Grabbing a rag, she pressed it against the wound and held it firmly despite the urchin's hiss of pain. Swallowing down her emotions, Trinket tried to focus on Gin's face. But that, too, caused her throat to tighten when she took in the girl's crooked nose and bruised jaw. Someone had brutally tortured her. And by the looks of her missing nails and broken fingers, they had been very thorough.
The thought made Trinket's stomach turn.
Booker stumbled over with tools and supplies in his arms, clumsily tossing them onto a nearby table. His face was pale and drawn as he accessed the condition of his favorite informant. "All right, Gin, I'm going to give you something for the pain."

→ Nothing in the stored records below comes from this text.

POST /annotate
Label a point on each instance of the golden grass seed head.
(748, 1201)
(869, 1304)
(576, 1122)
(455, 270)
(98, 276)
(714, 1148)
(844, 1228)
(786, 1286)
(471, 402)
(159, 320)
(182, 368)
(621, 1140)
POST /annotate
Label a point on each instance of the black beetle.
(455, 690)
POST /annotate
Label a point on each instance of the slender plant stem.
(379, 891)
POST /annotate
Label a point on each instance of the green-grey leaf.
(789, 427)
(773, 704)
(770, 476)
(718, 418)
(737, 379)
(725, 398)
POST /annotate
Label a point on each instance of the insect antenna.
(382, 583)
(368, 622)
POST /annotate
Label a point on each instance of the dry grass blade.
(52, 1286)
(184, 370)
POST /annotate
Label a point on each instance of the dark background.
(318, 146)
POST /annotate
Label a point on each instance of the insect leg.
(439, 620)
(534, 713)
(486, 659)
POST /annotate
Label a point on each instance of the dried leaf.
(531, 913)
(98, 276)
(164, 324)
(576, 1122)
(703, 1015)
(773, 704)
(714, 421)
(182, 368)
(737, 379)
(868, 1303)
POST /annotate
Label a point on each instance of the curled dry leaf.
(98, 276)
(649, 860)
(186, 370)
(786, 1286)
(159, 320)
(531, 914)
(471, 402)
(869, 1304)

With trembling hands, he scooped powder out of a jar and mixed it into a beaker of water. "I didn't tell him anything," Gin wheezed, turning to face him.

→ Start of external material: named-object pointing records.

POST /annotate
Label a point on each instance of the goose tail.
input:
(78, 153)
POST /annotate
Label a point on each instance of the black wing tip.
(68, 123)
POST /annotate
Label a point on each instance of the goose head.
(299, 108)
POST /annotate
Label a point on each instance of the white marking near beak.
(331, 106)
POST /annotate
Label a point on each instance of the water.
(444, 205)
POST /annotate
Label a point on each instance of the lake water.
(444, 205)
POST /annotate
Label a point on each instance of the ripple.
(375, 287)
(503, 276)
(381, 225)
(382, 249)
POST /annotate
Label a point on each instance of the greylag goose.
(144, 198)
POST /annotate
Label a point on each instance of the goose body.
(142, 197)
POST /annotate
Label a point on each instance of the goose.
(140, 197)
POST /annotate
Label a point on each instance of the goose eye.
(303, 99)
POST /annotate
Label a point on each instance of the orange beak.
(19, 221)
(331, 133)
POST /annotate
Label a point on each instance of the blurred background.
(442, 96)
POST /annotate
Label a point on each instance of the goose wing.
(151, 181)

A muscle in his jaw twitched at the sound of her hoarse, strained voice. "Who?"
She shook her head. "I didn't. Not a word. Not anything."

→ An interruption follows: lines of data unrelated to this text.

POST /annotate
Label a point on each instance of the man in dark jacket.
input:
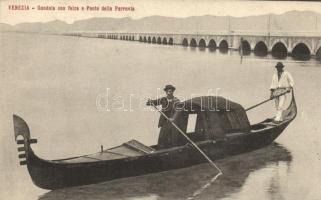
(168, 104)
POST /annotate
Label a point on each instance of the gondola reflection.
(184, 183)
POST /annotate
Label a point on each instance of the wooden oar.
(191, 141)
(256, 105)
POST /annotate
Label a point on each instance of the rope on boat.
(195, 145)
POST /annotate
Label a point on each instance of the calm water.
(53, 82)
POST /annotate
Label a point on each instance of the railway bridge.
(301, 45)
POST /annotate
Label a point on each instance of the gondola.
(220, 128)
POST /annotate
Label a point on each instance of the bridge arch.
(185, 42)
(245, 47)
(193, 43)
(260, 49)
(223, 46)
(279, 50)
(159, 40)
(202, 43)
(301, 51)
(212, 44)
(318, 54)
(165, 40)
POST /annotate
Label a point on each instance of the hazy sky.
(174, 8)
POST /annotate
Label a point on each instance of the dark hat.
(167, 87)
(279, 65)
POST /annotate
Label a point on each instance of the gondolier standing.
(282, 81)
(168, 104)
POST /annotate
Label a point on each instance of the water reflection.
(185, 183)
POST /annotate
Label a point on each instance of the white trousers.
(280, 104)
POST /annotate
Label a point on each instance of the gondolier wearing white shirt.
(282, 81)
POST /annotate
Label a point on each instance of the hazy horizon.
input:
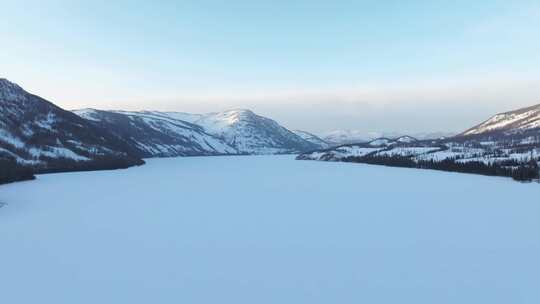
(368, 65)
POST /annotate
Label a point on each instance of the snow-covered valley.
(268, 229)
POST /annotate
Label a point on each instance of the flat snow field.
(269, 229)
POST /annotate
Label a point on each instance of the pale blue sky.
(315, 65)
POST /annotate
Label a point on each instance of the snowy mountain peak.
(509, 122)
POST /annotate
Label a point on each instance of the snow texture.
(269, 229)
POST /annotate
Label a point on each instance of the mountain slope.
(343, 137)
(512, 122)
(251, 133)
(157, 134)
(37, 134)
(312, 138)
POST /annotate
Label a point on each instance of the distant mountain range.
(39, 137)
(158, 134)
(36, 134)
(522, 121)
(343, 137)
(507, 144)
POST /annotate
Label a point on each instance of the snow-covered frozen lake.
(269, 229)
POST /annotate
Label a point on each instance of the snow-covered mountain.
(36, 133)
(249, 132)
(312, 138)
(343, 137)
(157, 134)
(513, 122)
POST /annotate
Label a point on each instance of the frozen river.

His eyes briefly darted to Trinket before returning to Gin. "Scales?"
He barely whispered the name, but it seemed to echo throughout the entire room. Gin nodded and smiled, her bloodied lips lifting to reveal missing teeth that had not been missing before. "He kept asking about the vampire and your friend. But I didn't say a word. Not one word."
Booker bit his lip and turned his attention to the mixture in his hands. "Here, drink this. It'll help."
But the urchin pushed the beaker away as she sat up, her swollen eyes fixed on him. "I swear, I didn't say anything. I swear."
"We believe you, Gin. We do," Trinket said, trying to ease her back onto the table.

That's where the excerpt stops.